Civil disorder in New Jersey, United States

The 1880 Garret Rock May Day riot or 1880 Garret Mountain May Day riot was a civil disorder event in New Jersey that harshly protested oligarchical power.

==Riot==
For many years Paterson, New Jersey’s mostly Catholic German immigrant community had gathered at Garret Rock, a large plateau at the summit of Garret Mountain in Passaic County, New Jersey, near Paterson in continuation of the ancient German spring festival of "Maying" or ascending a mountain to sing in the rising sun of the first Sunday of May. Fully 3,000 people were gathered upon the plateau by sunrise May Day, 1880. In progress to the festival, a group of the celebrants crossed upon the property of Mr. Dalzell, a local merchant, whereupon Dalzell's son Robert ordered the inebriated, rowdy trespassers off the property. A grappling then ensued between Robert and a locally popular 19-year-old newlywed, Joseph J. Van Houten, during which altercation the elder Dalzell shot Van Houten in the abdomen with a shotgun, killing him. On hearing the shotgun's report, large portions of the celebrants advanced down the mountain to find Van Houghton shot dead. Dalzell and his son retreated to the curtilage on the property, where they were arrested by a local constable. The growing crowd, which was set upon the pair's lynching, torched the barn. The elder Dalzell fired indiscriminately upon the crowd wounding a little boy and girl and further inciting the mob, whereupon the constable and his prisoners retreated from the blazing barn to the farm's main house, which the crowd surrounded. After pelting the house for a time with rocks and bricks, the crowd – still intent upon smoking out the Dalzells and hanging them – set it aflame, and the constable and the Dalzells were obliged to again flee to a second house. Paterson's mayor and sheriff arrived on the scene just as the main house was being put to the torch. By this time, some 10,000 enraged Paterson residents occupied the countryside.
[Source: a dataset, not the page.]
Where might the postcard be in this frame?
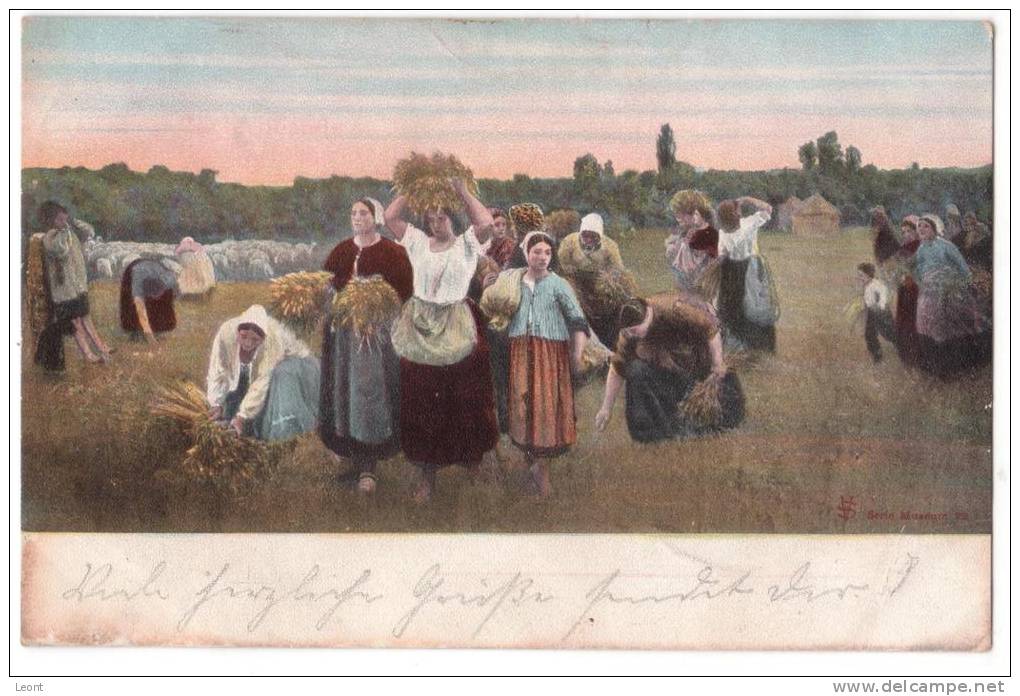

With the sheriff's meager forces unable to themselves control the crowd, Paterson's Mayor Graham and Sheriff Van Voorhies called upon the greatly revered Paterson Catholic priest William N. McNulty, whose exhortations to the crowd were enough to temporarily quell or distract that mob, while sheriff's deputies removed the constable and the Dalzells from the rear of the second house and placed them in a transport coach. To prevent the passengers stoning, McNulty then mounted the roof of the coach. Some few of the mob did still chase and jump onto the sides of the coach as it swiftly fled the scene, but were clubbed off by the constables.

New Jersey Governor McClellan had readied several companies of the state's military forces at Newark, New Jersey, under General Plume, but the order for the militia was ultimately countermanded.